To be fair, he has been interested in cooking and restaurants and food for several years.  He’s tried out dozens of new recipes in our kitchen, is working on a cookbook with a friend, and interned at a catering company a couple of summers ago.  He spends a great deal of time watching the Food Network, and looking at YouTube videos of young men with many tattoos making things like chocolate pudding from avocados.

And who could have a problem with a gap year for a kid that’s 18?  What better time to take a gap year? It’s not as if he has a mortgage or a family or an encumbrance of any kind for that matter .  A gap year right after high school is a great idea.  (I’m going to gloss over the fact that his girlfriend, a lovely young woman, is also taking a gap year because he has insisted vehemently that that is SO IRRELEVANT to his decision.)

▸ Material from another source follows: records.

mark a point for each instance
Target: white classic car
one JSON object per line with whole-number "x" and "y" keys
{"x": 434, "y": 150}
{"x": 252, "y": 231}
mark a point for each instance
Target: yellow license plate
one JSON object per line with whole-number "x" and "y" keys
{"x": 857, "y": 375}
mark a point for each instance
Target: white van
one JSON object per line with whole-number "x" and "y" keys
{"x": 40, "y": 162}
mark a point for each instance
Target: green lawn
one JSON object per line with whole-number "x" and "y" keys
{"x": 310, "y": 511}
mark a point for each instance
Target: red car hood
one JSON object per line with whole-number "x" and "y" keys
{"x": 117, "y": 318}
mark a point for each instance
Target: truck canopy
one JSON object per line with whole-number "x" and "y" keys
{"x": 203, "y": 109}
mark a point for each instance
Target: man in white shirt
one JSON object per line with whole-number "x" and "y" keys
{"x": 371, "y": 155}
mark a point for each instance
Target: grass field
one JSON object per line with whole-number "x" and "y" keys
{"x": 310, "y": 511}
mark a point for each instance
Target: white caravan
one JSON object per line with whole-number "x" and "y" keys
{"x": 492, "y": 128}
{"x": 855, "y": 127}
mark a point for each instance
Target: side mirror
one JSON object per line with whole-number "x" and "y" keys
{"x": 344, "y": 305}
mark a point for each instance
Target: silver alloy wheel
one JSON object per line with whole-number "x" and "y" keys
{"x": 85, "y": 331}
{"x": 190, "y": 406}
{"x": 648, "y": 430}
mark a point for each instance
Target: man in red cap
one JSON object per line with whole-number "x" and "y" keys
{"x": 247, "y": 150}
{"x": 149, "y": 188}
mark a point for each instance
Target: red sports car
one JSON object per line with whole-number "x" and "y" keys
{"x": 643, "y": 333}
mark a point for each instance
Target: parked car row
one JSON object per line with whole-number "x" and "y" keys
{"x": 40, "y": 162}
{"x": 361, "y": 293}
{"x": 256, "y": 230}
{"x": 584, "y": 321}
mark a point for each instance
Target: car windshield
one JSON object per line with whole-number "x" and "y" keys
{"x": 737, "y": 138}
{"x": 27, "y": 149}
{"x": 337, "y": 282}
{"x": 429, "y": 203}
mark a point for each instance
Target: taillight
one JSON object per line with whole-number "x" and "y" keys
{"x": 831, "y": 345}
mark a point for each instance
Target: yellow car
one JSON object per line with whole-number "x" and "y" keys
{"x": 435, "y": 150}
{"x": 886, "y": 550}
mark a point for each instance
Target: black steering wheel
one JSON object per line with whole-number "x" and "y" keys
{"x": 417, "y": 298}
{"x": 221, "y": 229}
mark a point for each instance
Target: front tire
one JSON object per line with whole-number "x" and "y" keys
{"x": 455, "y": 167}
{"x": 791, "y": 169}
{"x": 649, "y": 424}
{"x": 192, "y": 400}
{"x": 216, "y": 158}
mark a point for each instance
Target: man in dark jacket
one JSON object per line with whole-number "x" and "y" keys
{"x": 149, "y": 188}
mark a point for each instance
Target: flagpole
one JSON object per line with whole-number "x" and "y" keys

No, like so many things in life, it turns out that I’m not opposed to a gap year.  In theory. For other people’s children.  There was period where I felt like a cartoon character who’s been running running running and then slams head first into something large and hard — a wall, maybe, or a lamppost — and the little cloud above her head says, “BOIINGGGG.”

I still feel as if my brain’s still rattling around in my skull, although I’m getting used to having him here this year.  He’s doing a six-month culinary certificate program at a community college in Jersey City, a place to which there is no form of direct public transportation from our home.  He gets up at 4am to take the first train out at 4.50am so that he can be in class at 6.30am.  He goes to school with single moms, people working second jobs, and veterans on the GI bill.  His instructors often yell at him.  It’s a far cry from our suburban high school, and he loves it.

Not enough to give up on that campus in Colorado Springs, though.  He said yesterday that he’d decided not to take the second half of the program this year — that maybe he’d do it next year, “in the summer, when I get back from school.”

I think often these days about God’s sense of humor.  I think,  “Hi God, it’s me.” And God says, “‘Me’ who?”

I say, “Me, Mary Beth. You know.”

“Well,” God says, “I forget. Haven’t seen you in a while.”  Our family is what I like to refer to as “winter Catholics,” which means that we don’t get to church very regularly during the summer.  Which, surely, God knows.

(I don’t know why God sounds to me like a Jewish mother — or in my case, an equally guilt-producing Catholic mother. But He does. And don’t push me on the “He” front, either. That’s just how God sounds to me. Male. I’m a feminist, but there’s only so much tradition one can buck.)

I say, “Can I talk to you about my son?”

And God says, “Now that’s good one!  HAHAHAHAHAHAHAAAAAAAAAAAA!”